Pengalaman Indonesia dalam mengembangkan Sistem Verifikasi Legalitas Kayu (SVLK) bisa menjadi rujukan.
“Penerapan SVLK dan FLEGT bisa menjadi pelajaran dalam membuat peta jalan terkait perdagangan dan pasar di bawah FACT Dialogue,” kata Dirjen Pengelolaan Hutan Lestari Kementerian Lingkungan Hidup dan Kehutanan (KLHK) Agus Justianto pada sesi diskusi di Paviliun Indonesia pada Konferensi Perubahan Iklim COP26 UNFCCC di Glasgow, Skotlandia, Senin 8 November 2021.
Indonesia mengembangkan SVLK sebagai wujud komitmen untuk mempromosikan perdagangan kayu legal.

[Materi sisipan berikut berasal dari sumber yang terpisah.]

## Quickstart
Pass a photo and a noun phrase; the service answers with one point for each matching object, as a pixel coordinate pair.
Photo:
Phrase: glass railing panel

Sertifikat SVLK kemudian diakui sebagai lisensi FLEGT (Forest Law Enforcement Governance and Trade). Ini menjadikan produk kayu Indonesia bisa masuk pasar Uni Eropa tanpa harus melewati proses uji tuntas.
Menurut Agus, hal penting yang bisa dipelajari dari SVLK adalah perlunya kerja sama yang mengikat, adanya sistem verifikasi yang dikembangkan multipihak, dan keharusan adanya insentif dari pasar. “Hal-hal ini pun masih menjadi sesuatu yang perlu terus dilakukan perbaikan,” kata Agus.
FACT Dialogue adalah wadah bagi sejumlah Negara yang bertujuan untuk mempromosikan perdagangan produk pertanian, kehutanan, dan komoditas berkelanjutan untuk mengendalikan deforestasi dan melindungi hutan.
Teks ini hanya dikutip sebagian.